Some researchers are now aware of bias arising due to analysis of samples at different sites or the use of different microarray platforms. The MAQC project , for example, was a multi-site and multi-platform comparison study, while others deal exclusively with the integration of data generated at geographically distributed locations. This study, to the best of our knowledge, is the first to assess the propensity for introduction of batch-processing effects at the same site and using the same protocol, making use of the multi-array Illumina BeadChip platform. We go further than the MAQC study by analysing both a commercial reference RNA and primary clinical material. This approach enabled us to demonstrate that it is possible to generate robust and reliable results, without the need for technical replication of starting RNA, but only when batch-processing effects are identified and suitably minimised.
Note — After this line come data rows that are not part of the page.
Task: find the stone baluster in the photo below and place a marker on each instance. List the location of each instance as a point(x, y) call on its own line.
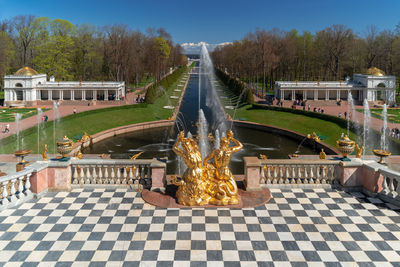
point(112, 177)
point(100, 175)
point(5, 200)
point(287, 174)
point(13, 197)
point(125, 176)
point(131, 176)
point(106, 177)
point(82, 176)
point(318, 175)
point(94, 175)
point(393, 192)
point(293, 174)
point(118, 175)
point(88, 176)
point(269, 177)
point(323, 180)
point(305, 174)
point(20, 187)
point(280, 181)
point(75, 176)
point(274, 180)
point(311, 180)
point(28, 191)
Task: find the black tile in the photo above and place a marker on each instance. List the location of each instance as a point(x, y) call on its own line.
point(311, 256)
point(279, 256)
point(154, 236)
point(106, 245)
point(214, 255)
point(167, 244)
point(53, 256)
point(182, 255)
point(20, 256)
point(85, 255)
point(198, 245)
point(228, 245)
point(246, 255)
point(117, 255)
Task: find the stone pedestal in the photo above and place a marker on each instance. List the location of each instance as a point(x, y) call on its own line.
point(252, 166)
point(158, 175)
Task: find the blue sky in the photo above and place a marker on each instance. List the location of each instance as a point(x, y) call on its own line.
point(214, 21)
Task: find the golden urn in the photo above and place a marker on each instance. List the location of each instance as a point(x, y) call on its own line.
point(345, 145)
point(64, 146)
point(382, 154)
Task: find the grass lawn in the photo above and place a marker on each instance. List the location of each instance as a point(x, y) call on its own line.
point(8, 114)
point(295, 122)
point(393, 114)
point(92, 122)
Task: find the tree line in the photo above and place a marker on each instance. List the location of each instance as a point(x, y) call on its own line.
point(263, 57)
point(85, 52)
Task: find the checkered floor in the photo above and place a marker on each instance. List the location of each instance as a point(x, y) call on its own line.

In this study we demonstrate compelling evidence for the existence of confounding batch-processing effects within a single experiment, using RNA prepared in the same laboratory, arrays hybridised and scanned at a single site, using a single protocol, and quantified on a single platform.
We investigated intra-experiment batch-processing variability on the Illumina BeadChip  platform, as multiple arrays on each chip allow an investigation of intra- and inter-run variation. This was achieved through the hybridisation of a sample of UHRR to a single array on each chip along with duplicate preparations of cRNA from fresh frozen breast tumour samples that formed part of a recent clinical study (Sabine VS, Sims AH, Macaskill EJ, Renshaw L, Thomas JS, Dixon JM, Bartlett JMS: Gene Expression Profiling of Response to mTOR Inhibitor Everolimus in Pre-operatively Treated Post-menopausal Women with Estrogen Receptor-Positive Breast Cancer, Submitted). Intra-experiment variation is common in other assays, such as quantitative RT-PCR (qPCR), where technical replicates and inter-plate calibrators are used to increase statistical resolution.